Do I need to include my spouse's income on my bankruptcy petition although I'm filing without her?

If you file for bankruptcy without your spouse, you still must include your spouse's income on your bankruptcy forms.

Updated by , Attorney University of the Pacific McGeorge School of Law
Updated 1/22/2025

If you are married and filing for bankruptcy without your spouse, you must include your spouse's income on the bankruptcy petition, even if you are living in different households. The exception? If you and your spouse are legally separated and living in different households, you won't include your spouse's income.

In both Chapter 7 and Chapter 13 bankruptcy, you are required to include your spouse's income in your bankruptcy petition. For Chapter 7, her income must be included when doing the means test. In Chapter 13, her income must be included to determine your disposable income to calculate your plan payments.

The potential problem with including her income is that it might make you ineligible for a Chapter 7, or might unreasonably inflate your Chapter 13 plan payments, which could strain your budget if she has her own bills and expenses to pay.
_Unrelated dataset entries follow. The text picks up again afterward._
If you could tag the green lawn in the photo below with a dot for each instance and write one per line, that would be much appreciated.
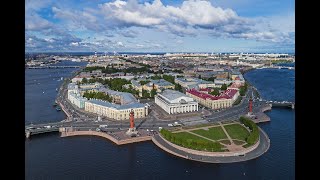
(186, 135)
(194, 142)
(225, 142)
(238, 142)
(214, 133)
(238, 100)
(236, 131)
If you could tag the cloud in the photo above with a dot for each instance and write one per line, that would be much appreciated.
(33, 21)
(119, 18)
(129, 33)
(120, 44)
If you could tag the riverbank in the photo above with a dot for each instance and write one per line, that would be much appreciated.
(253, 152)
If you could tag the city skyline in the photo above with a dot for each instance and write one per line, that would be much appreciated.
(160, 26)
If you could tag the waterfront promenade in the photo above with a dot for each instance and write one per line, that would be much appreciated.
(215, 157)
(118, 138)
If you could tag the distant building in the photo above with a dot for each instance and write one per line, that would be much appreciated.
(77, 99)
(191, 83)
(116, 111)
(224, 100)
(119, 109)
(174, 102)
(158, 85)
(221, 81)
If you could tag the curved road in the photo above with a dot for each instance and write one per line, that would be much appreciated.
(261, 149)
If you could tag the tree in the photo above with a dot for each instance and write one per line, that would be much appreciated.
(153, 92)
(145, 93)
(211, 79)
(178, 87)
(84, 80)
(215, 92)
(224, 87)
(168, 78)
(144, 82)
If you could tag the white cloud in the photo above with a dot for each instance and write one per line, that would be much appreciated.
(120, 44)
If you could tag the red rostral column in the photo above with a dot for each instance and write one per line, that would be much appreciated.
(131, 119)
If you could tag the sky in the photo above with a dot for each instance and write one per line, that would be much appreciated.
(160, 26)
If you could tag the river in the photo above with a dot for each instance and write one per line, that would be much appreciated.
(51, 157)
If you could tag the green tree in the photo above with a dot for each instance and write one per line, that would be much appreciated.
(211, 79)
(144, 82)
(168, 78)
(153, 92)
(215, 92)
(178, 87)
(224, 87)
(84, 80)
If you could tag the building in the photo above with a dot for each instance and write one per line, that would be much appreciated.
(221, 81)
(116, 111)
(224, 100)
(191, 83)
(174, 102)
(77, 99)
(121, 98)
(159, 85)
(119, 109)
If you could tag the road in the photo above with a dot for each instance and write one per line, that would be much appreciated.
(80, 118)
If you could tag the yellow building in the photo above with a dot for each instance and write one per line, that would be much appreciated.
(115, 111)
(224, 100)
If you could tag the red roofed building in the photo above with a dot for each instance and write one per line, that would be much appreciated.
(224, 100)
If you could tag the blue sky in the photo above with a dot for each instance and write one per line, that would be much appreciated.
(160, 26)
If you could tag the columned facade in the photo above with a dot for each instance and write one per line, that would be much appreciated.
(172, 107)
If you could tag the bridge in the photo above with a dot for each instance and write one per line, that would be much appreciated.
(43, 128)
(51, 67)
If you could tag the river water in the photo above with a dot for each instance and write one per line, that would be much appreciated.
(51, 157)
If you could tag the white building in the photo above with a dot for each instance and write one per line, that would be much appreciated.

However, you might be able to reduce the amount of her income contribution by deducting the expenses for the second household. Also, income reduction can be achieved by using the marital adjustment deduction that allows you to deduct any personal expenses she pays that are hers alone, such as support payments from a previous marriage, and exclude that part of her income that is not used to support your household. Another example of a marital deduction expense might be student loan payments.